Academic departments as networks: test case for package 'fulltext'

Hi, Thanks for re-posting here :smile:

Some comments on your Approach:

  1. you said get this list from Google. Is that Google Scholar? I think you could get this via the Crossref API
  2. Is the affiliation here for an article, or for the journal? For articles that we can get full text for, we can scrape metadata for affiliations. For some non-OA articles, perhaps this info may be in the metadata provided

To get journals that do ecology, you could try rcrossref, e.g.,

library("rcrossref")
out <- cr_journals(query = "ecology")
out$meta

  total_results search_terms start_index items_per_page
1           143      ecology           0             20

For author affiliation, using the PLOS API you can dig into that data easily. Here’s a blog post I did with an example: http://recology.info/2014/12/rplos-pubs-country/

With respect to fulltext, we are building a single function interface to searching for article metadata, see fulltext::ft_search(), which so far includes Crossref, anything available in rentrez, BMC, PLOS, and arXiv.

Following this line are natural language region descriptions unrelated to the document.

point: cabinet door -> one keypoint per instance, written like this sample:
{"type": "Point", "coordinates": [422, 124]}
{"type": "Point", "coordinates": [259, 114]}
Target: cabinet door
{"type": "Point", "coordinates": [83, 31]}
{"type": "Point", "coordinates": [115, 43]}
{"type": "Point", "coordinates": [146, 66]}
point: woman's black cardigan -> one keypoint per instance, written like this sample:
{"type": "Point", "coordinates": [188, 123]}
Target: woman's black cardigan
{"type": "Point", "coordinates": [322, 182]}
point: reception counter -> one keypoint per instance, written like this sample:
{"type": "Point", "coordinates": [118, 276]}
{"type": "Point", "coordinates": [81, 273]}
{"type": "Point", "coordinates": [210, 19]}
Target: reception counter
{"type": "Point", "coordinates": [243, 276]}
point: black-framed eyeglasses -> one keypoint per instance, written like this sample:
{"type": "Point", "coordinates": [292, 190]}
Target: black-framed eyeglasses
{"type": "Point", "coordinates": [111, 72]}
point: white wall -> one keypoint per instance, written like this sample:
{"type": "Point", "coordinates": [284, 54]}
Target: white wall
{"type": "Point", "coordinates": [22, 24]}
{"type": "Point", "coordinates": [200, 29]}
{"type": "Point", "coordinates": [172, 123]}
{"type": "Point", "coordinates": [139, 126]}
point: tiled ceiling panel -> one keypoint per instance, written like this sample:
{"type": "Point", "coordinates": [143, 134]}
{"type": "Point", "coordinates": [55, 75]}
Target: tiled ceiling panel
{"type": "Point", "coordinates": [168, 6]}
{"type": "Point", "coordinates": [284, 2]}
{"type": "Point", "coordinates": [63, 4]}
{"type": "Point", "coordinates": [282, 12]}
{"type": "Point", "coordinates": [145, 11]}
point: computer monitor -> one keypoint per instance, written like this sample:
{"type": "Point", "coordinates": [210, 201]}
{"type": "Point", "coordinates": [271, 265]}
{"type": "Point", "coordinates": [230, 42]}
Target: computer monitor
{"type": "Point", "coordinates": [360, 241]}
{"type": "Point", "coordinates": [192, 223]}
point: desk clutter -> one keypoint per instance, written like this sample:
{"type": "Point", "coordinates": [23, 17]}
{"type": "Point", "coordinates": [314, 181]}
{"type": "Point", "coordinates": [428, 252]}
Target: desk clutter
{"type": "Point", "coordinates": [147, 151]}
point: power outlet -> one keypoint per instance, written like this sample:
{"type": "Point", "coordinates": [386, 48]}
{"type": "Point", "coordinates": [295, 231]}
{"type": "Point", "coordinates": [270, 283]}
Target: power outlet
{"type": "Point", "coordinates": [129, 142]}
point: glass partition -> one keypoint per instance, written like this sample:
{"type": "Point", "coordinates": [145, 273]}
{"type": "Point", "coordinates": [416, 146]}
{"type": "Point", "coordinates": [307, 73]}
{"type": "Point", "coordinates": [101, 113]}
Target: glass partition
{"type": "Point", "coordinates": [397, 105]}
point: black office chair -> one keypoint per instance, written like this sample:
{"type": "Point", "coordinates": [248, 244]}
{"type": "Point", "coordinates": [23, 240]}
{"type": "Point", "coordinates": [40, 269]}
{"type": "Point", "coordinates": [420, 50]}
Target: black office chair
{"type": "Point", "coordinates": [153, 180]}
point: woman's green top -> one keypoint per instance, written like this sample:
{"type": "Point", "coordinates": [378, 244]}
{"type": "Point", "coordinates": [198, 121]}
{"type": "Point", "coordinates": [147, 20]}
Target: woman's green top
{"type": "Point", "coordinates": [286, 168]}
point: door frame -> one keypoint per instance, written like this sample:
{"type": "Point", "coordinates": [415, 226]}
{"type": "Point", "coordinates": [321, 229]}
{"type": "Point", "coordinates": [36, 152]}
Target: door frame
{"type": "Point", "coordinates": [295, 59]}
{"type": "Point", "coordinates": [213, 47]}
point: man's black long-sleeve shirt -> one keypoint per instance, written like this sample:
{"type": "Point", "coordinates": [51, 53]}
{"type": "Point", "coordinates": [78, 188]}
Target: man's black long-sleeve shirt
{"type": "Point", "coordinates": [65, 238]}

More will be added.

For getting actual full text where available, see ft_get(), with wrappers so far for access to plos, bmc, rentrez, elife, with more in the works. Where only PDFs are available, see ft_extract(). We still have more work to do for the PDF workflow, since thats obviously a bit more complicated than if XML is provided. But if you get a chance to try these functions, we’d love the feedback!